Parsedoc plugin

The plugin-parsedoc plugin allows Orama to parse and create indexes from HTML and Markdown documents automatically.

Installation

You can install the plugin using any major Node.js package manager.

npm install @orama/plugin-parsedoc

yarn add @orama/plugin-parsedoc

pnpm install @orama/plugin-parsedoc

Usage

Plugin usage depends on the runtime that you are using, even though the goal is to expose the exact same APIs for browsers, Deno, and all the other JavaScript engines.

The plugin exports defaultHtmlSchema which will be the schema used in the index. Providing a glob pattern to the files containing the documents will index them.

import { create, insert } from "@orama/orama";
import { populateFromGlob, defaultHtmlSchema } from "@orama/plugin-parsedoc";

const db = create({
  schema: defaultHtmlSchema,
});

await populateFromGlob(db, "docs/**/*.html");

API Reference

`populateFromGlob`

An asynchronous function that takes three arguments:

db: the database to populate.
globPath: a string representing a glob path to reading the files from.
options: an object containing the following properties:
- transformFn (optional): a function that passes an object as its only argument. It contains the raw HTML/Markdown chunk, tag name, parsed content and html attributes. If the function adds a additionalProperties object to the trasformed node, it will be merged with the original node’s properties.
- mergeStrategy (optional): a value that defines how to handle consecutive chunks of the same tag. The default value is merge. Accepted values are:
  - merge: consecutive chunks with the same tag will be merged into one document for the index.
  - split: consecutive chunks with the same tag will be split into separate documents for the index.
  - both: consecutive chunks with the same tag will be split into separate documents for the index, and also merged into one document for the index.

`populate`

An asynchronous function that takes three arguments. Should be used internally by populateFromGlob:

db: the database to populate. Should use Orama’s native insert or insertBatch methods internally.
data: raw HTML/Markdown string or Buffer.
fileType: a string representing the file type.

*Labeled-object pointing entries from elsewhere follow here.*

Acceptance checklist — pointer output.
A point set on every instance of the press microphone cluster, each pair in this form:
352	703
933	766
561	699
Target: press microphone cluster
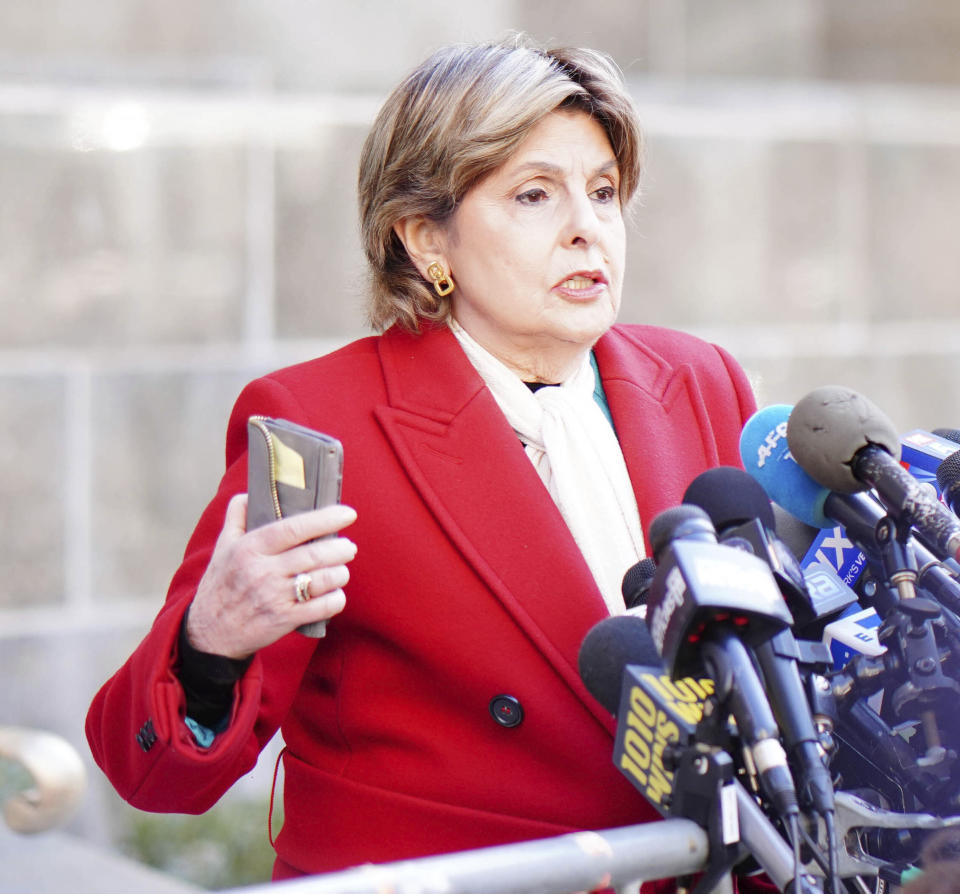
793	644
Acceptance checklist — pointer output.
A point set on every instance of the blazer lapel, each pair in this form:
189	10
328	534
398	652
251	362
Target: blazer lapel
655	407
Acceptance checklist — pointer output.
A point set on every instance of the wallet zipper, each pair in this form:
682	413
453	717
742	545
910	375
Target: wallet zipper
272	457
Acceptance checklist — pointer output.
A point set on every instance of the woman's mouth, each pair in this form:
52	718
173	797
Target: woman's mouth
583	283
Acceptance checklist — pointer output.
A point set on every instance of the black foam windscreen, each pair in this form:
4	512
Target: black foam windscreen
636	582
609	646
730	497
828	428
679	521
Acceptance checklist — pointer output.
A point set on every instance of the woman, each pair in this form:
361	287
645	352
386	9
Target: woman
491	519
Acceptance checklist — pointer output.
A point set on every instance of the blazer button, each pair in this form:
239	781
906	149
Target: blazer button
147	736
506	710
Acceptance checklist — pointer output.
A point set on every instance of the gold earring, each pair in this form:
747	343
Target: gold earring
443	284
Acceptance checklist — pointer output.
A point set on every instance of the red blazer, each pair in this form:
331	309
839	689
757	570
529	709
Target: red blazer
467	585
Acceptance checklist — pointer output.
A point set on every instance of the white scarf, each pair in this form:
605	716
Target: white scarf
574	449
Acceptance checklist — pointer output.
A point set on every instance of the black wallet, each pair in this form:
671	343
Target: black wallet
290	469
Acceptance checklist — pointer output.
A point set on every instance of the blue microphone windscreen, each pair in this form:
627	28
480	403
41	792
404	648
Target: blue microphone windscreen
766	457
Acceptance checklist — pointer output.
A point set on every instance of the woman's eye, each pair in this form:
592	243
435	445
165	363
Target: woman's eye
532	196
605	194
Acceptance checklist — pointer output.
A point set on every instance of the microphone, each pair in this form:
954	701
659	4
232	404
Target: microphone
740	511
705	601
948	479
656	716
846	444
609	646
858	514
657	750
635	586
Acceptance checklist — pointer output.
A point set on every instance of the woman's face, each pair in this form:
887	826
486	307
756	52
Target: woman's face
536	249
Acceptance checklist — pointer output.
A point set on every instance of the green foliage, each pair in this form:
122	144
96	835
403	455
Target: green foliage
225	847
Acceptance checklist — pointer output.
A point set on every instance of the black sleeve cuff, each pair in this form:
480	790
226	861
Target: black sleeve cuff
207	681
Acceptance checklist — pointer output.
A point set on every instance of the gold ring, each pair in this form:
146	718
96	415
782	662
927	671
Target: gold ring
301	586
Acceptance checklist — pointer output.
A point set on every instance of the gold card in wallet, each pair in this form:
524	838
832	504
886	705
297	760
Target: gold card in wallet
290	469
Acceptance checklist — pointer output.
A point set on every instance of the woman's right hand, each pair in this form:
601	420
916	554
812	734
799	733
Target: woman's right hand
247	597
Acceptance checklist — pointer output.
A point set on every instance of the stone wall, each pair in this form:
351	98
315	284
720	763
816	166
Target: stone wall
177	215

Accepted values are html and md.
options: an object containing the following properties:
- transformFn (optional): a function that passes an object as its only argument. It contains the raw HTML/Markdown chunk, tag name, parsed content and html attributes. If the function adds a additionalProperties object to the trasformed node, it will be merged with the original node’s properties.
- mergeStrategy (optional): a value that defines how to handle consecutive chunks of the same tag. The default value is merge. Accepted values are:
  - merge: consecutive chunks with the same tag will be merged into one document for the index.
  - split: consecutive chunks with the same tag will be split into separate documents for the index.
  - both: consecutive chunks with the same tag will be split into separate documents for the index, and also merged into one document for the index.
- basePath (optional): a string representing the base path of the file. This is used to generate the id field in the index

CommonJS Imports

Orama plugins ship ESM modules by default. This allows us to move faster when providing new features and bug fixes, as well as using the "exports" field in package.json to provide a better developer experience.

CommonJS imports are still supported, but we suggest you to migrate to ESM.

TypeScript

Set moduleResolution in the compilerOptions in your tsconfig.json to be either Node16 or NodeNext.

When importing types, always refer to the standard import:

import type { populateFromGlob } from "@orama/plugin-data-parsedoc";